>The 4 th Circuit Court of Appeals ruled that Congress didn’t improperly give away its legislative authority when it charged the US Department of Health and Human Services (HHS) with issuing privacy regulations under the Health Insurance Portability and Accountability Act of 1996 (HIPAA), according to Washington-based legal publisher BNA.
>The case is South Carolina Medical Ass’n v. Thompson, 4th Cir., No. 02-2001, 4/25/03. The opinion is at http://pacer.ca4.uscourts.gov/opinion.pdf/022001.P.pdf .
>The appeals judges upheld an August 2002 ruling from the US District Court for the District of South Carolina, which likewise affirmed HIPAA’s constitutionality. The 4th Circuit looked to whether Congress had enunciated an intelligible principle in HIPAA, considering whether Congress had clearly delineated “the general policy, the public agency which is to apply it, and the boundaries of this delegated authority.” Appeals judges, agreeing with the trial court, concluded it had.
>The appeals court found HIPAA provided “a clear mandate from Congress directing HHS to act in accordance with the intelligible principles set forth in HIPAA. Further, there are clear limits upon the scope of that authority and the type of entities whose actions are to be regulated.”
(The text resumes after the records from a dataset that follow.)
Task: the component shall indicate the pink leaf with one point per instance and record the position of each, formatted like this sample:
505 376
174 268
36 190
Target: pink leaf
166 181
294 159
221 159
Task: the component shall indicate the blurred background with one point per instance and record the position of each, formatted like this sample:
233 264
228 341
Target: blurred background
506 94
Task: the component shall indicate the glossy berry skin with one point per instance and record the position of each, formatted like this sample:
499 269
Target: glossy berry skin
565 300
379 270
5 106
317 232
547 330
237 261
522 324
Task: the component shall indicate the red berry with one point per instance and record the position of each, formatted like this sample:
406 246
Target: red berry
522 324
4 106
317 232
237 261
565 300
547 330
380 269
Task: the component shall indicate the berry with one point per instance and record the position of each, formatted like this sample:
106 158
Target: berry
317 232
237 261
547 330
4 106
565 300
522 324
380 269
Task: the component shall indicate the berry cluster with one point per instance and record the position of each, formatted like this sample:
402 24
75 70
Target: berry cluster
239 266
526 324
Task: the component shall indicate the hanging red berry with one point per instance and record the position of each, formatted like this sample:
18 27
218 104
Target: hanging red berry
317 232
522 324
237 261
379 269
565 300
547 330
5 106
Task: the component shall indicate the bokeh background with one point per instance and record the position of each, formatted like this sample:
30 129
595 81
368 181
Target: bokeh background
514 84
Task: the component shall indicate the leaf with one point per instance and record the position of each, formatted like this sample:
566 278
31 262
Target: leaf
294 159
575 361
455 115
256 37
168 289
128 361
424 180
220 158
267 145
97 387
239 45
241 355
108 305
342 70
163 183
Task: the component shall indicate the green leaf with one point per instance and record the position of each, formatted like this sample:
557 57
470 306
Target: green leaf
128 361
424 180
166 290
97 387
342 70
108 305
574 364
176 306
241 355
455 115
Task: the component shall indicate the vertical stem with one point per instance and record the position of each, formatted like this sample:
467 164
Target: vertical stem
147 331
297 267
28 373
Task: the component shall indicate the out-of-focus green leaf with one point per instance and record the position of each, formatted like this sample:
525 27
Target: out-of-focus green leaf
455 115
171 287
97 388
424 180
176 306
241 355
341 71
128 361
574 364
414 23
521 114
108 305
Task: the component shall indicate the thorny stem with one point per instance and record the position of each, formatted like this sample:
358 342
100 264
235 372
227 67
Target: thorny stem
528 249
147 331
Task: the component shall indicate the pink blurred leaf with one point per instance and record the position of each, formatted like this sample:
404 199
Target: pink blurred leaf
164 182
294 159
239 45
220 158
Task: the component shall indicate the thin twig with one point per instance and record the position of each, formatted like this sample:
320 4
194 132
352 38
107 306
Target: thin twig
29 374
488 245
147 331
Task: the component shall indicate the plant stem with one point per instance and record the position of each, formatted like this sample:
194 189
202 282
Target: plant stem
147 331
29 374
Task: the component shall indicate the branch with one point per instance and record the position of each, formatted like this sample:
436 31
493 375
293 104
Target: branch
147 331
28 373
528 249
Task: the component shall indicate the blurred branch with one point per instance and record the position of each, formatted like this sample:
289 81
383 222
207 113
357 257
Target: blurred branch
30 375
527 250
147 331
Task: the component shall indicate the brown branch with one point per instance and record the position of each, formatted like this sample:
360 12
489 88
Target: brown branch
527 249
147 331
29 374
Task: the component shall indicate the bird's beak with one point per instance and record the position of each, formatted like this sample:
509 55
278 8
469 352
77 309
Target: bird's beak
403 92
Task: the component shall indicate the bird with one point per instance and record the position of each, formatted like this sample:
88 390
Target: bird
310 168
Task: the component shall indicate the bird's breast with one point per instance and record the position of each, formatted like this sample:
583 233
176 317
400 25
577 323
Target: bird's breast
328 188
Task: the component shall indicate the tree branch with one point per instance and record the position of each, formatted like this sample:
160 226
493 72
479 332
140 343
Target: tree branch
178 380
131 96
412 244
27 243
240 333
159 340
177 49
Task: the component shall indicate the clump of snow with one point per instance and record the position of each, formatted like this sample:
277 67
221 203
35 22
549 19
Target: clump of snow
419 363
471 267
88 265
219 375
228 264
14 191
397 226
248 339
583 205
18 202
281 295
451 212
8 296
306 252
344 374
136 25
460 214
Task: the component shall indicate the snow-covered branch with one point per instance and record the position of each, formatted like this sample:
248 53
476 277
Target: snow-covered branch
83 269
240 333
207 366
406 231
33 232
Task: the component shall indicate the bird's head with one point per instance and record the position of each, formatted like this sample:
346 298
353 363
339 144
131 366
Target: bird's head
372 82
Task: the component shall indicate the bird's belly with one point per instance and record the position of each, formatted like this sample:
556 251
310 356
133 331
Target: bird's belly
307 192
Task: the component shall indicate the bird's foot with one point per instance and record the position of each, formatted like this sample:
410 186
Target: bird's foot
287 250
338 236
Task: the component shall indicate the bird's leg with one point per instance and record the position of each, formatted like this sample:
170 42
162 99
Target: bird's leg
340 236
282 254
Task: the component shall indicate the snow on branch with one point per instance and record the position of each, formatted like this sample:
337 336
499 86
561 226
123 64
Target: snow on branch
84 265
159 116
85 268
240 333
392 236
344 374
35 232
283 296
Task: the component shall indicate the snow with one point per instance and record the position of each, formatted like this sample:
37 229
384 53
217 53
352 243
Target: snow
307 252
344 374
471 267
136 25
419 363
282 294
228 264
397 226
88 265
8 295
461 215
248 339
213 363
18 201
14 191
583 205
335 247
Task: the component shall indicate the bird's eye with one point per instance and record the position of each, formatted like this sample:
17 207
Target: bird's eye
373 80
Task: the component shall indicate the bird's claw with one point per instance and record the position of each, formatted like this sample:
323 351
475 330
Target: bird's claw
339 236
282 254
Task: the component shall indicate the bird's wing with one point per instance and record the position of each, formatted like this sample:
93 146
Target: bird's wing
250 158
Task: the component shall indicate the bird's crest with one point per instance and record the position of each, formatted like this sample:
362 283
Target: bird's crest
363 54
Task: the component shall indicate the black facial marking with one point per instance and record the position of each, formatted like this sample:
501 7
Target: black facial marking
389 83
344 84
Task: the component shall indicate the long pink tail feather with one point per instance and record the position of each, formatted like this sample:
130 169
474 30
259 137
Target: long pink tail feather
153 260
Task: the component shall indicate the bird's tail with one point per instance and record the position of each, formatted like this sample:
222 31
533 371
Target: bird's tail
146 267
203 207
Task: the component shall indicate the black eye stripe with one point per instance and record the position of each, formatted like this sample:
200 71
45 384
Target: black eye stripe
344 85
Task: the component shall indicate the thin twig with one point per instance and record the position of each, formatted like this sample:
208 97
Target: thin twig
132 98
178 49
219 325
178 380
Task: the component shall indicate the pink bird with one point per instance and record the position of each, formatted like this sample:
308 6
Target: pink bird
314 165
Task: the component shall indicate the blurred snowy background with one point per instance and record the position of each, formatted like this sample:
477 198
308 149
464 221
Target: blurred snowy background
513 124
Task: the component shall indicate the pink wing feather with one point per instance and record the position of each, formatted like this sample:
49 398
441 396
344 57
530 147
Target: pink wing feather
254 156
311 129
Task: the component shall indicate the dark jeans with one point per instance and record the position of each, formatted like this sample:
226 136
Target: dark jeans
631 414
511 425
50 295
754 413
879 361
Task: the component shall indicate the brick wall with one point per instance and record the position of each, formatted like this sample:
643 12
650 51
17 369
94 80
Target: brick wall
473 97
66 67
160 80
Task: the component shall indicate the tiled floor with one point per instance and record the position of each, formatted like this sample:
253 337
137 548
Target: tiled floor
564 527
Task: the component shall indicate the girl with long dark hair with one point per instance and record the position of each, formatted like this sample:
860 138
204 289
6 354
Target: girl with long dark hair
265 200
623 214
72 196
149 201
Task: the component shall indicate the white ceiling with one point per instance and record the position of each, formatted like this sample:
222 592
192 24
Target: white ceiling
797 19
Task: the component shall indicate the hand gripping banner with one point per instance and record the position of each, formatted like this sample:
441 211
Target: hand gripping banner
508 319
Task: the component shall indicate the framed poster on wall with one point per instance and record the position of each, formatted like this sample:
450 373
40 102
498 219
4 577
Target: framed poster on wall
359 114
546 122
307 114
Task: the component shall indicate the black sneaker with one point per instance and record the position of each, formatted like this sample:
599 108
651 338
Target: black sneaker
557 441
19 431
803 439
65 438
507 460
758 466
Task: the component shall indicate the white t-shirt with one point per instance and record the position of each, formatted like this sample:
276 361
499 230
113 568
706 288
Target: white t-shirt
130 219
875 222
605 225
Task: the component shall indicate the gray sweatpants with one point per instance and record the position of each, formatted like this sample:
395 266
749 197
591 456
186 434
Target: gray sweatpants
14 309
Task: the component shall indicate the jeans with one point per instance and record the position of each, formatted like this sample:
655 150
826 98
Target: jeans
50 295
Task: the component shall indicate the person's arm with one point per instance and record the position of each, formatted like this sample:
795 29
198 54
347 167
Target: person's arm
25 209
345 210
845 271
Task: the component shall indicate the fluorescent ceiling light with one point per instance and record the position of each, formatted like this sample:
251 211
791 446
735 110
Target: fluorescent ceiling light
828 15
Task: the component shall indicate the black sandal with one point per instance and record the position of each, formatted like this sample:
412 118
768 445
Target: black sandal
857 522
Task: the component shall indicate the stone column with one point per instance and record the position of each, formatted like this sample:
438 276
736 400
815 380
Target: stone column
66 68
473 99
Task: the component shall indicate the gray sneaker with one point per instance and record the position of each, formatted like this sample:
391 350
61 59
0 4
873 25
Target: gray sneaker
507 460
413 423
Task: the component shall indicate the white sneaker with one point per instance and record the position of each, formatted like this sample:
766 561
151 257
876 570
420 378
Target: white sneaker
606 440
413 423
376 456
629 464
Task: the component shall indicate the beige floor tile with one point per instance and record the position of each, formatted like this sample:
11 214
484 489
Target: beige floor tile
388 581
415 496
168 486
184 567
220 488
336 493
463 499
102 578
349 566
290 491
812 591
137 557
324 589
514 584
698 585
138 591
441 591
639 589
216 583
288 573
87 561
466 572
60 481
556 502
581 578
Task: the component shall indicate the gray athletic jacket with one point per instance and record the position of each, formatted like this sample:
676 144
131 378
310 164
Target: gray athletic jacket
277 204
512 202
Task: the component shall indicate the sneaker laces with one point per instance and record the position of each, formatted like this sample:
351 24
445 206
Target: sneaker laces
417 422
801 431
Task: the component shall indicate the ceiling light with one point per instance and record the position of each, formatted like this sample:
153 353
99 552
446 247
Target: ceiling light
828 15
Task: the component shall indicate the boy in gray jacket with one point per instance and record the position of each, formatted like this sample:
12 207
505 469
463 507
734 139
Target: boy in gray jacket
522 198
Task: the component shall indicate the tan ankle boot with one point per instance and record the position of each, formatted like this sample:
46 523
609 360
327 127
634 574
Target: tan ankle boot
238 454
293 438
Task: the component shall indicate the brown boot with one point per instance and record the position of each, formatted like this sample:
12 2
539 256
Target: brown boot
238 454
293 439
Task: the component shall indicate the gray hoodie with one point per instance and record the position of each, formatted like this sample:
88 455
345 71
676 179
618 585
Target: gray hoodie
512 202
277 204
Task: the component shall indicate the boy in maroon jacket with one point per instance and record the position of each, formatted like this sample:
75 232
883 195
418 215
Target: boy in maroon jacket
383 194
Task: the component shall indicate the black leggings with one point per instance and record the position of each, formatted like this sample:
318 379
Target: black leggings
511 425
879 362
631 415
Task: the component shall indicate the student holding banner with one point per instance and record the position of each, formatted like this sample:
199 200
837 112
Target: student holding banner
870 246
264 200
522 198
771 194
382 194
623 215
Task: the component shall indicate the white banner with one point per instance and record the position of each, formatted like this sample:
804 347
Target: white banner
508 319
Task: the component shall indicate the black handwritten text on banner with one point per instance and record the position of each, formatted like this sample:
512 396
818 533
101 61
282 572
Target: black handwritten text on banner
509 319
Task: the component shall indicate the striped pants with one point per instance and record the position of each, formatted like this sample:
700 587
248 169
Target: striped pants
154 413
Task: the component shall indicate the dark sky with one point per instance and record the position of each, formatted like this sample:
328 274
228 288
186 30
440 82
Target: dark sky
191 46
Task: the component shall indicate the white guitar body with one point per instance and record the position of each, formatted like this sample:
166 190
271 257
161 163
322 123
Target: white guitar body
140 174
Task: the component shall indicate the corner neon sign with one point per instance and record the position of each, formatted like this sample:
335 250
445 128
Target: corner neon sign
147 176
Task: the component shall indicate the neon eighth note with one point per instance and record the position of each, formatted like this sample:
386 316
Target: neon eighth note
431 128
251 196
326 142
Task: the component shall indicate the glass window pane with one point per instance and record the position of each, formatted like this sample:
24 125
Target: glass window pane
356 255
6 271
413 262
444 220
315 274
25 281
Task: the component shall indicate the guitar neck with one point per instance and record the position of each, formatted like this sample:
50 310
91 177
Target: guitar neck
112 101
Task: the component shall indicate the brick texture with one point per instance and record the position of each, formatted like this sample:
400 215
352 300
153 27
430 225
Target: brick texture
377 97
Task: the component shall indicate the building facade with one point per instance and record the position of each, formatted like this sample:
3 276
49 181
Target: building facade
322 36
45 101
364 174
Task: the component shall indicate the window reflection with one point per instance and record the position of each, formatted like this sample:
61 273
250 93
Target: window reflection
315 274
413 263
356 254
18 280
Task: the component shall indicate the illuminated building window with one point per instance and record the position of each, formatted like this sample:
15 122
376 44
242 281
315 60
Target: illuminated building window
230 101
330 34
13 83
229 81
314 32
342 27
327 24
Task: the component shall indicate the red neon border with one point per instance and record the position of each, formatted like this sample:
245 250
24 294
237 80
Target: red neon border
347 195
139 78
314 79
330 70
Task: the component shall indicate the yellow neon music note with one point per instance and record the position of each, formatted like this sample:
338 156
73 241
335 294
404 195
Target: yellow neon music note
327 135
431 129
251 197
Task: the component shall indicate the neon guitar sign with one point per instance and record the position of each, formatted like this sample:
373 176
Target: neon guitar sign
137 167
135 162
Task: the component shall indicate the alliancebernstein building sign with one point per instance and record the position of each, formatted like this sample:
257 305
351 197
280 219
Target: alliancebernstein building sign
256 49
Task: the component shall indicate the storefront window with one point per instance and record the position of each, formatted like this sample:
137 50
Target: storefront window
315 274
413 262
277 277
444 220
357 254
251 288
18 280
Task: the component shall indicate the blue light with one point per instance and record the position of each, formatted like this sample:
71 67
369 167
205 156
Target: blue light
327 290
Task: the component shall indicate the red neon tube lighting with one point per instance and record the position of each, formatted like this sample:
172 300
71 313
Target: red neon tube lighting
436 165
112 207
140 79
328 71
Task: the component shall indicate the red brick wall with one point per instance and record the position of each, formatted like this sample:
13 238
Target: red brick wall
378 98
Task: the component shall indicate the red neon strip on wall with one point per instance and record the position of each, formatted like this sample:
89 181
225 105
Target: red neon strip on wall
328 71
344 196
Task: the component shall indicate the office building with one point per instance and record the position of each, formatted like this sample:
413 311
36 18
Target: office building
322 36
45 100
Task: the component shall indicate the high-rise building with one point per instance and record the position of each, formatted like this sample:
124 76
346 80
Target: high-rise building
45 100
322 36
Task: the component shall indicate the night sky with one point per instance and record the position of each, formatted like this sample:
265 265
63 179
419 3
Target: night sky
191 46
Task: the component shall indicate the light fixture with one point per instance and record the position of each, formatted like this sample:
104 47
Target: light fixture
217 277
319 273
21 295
>Appeals judges also upheld the HHS privacy regulations that had been challenged by South Carolina doctors and physicians’ groups, saying that the rules were consistent with HIPAA’s legislative intent and were not too vague to be valid. The South Carolina medical groups and physicians claimed that Congress had delegated too much authority to HHS and that the rules issued in December 2000 went too far in attempting to regulate all forms of speech involving individually identifiable health information, not just the electronic transfers governed by HIPAA.
Under HIPAA, patients will have the power to approve the release of their medical information to employers and life insurers, but they will have no say when it comes to releasing the information to health plans or billing companies. Under the rule, medical information can also be disclosed if the patient was unconscious or could not be identified in a hospital, and for other cases such as some public-health activities, and organ and tissue donation. HHS also has access to the records.
The South Carolina case is one of several legal challenges to the privacy law:
- Patient advocacy groups, physicians organizations, and other medical professionals filed a challenge to the rules April 10, claiming they eliminate, rather than safeguard, privacy rights ( Citizens for Health v. Thompson, E.D. Pa., No. 2:03-CV-2264) (See Privacy Groups Try to Block HIPAA Disclosures ).
- An appeal of a June 2002 decision by a federal court in Texas asked the 5 th US Court of Appeals to revive a challenge to the rule brought by the Association of American Physicians and Surgeons ( Association of American Physicians and Surgeons v. HHS, 5th Cir., No. 02-20792). Oral arguments in the Fifth Circuit are scheduled for the week of May 5.